= Black Friday (1921) =

Event in British labour history

Black Friday, in British labour history, refers to 15 April 1921, when the leaders of transport and rail unions announced a decision not to call for strike action in support of the miners. The epithet 'black' derives from a widespread feeling amongst labour radicals that the decision amounted to a breach of solidarity and a betrayal of the miners.

Black Friday caused the 1921 United Kingdom census, which had been planned for 24 April, to be pushed back to June.

==Triple Alliance==

In the 1890s and the first two decades of the 20th century, increasing efforts were made to bring about amalgamations of small, local trade unions and to forge links between different organisations, with a view to securing united action. The National Transport Workers' Federation was created in 1910 to co-ordinate the actions of trade unions representing dockers, seamen, tramwaymen and others and in 1912 the National Union of Railwaymen was created as an amalgamation of a large number of local and sectional organisations representing rail workers. In 1914, the rail and transport unions came together with the Miners' Federation of Great Britain to form the Triple Alliance. Although the agreements did not constitute a binding agreement, the formation of the alliance was recognised as a vehicle for united action by the largest and most powerful industrial groups.
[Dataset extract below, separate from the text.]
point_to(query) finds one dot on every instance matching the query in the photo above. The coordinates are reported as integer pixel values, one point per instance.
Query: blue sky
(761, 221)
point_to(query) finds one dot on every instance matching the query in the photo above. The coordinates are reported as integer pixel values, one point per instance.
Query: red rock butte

==Mining crisis, March 1921==
In the aftermath of the First World War, the Triple Alliance and united action in general were regarded by many trade unionists as a defence against the threat of wage reductions occasioned by the onset of economic depression. A complicating factor was that both the coal industry and railways had been controlled by the state during the war and were not immediately returned to private hands. The Coalition-Liberal Government of David Lloyd George was unwilling to impose wage reductions, as this would provoke strike action against the government, with political implications. Reductions for miners were postponed until the industry was de-controlled on 31 March 1921. Miners who refused to accept the reductions were locked out of employment.

==Decision==

Following the imposition of the reductions, it was widely expected that the transport and rail unions would strike in support of the miners. However, on 15 April, the executives of the NTWF and NUR announced that they would not recommend strike action. One reason cited by the union leaders was that the miners' representatives had made comments suggesting that they, themselves, were not prepared to strike against the reductions. More broadly, transport and rail union leaders accused the MFGB of expecting support from other unions but refusing to involve those unions in negotiations over the dispute. The principal seamen's union, the National Sailors' and Firemen's Union held a ballot which resulted in the proposal for strike action being defeated by 59 votes.

==Aftermath==

Despite the decision against fully-fledged strike action, transport and railworkers were ordered not to handle imported coal. Some workers were unhappy with this limited action. In Glasgow, for example, the Scottish Union of Dock Labourers broke with the policy of the Transport Workers' Federation and called its members out on strike on 7 May. On the same day, wage reductions were imposed on merchant seamen, leading to a well-supported general strike at the docks which lasted for over a month. Transport and rail leaders were widely criticised for their actions, with J. H. Thomas of the NUR and Robert Williams of the NTWF being singled out for particular criticism. For their part, union leaders pointed to the difficulties of resisting the wage reductions in a period which had a lot of unemployment, alleged that there was little support for sympathy action amongst rank-and-file dockers and railwaymen and argued that the involvement of other workers would only lead to needless sacrifices on their part. Williams was expelled from the Communist Party following this.

In 1925, when the government agreed to grant a temporary subsidy to the mining industry so as to avoid wage reductions, the day on which the decision was announced became known as Red Friday, in imitation of Black Friday.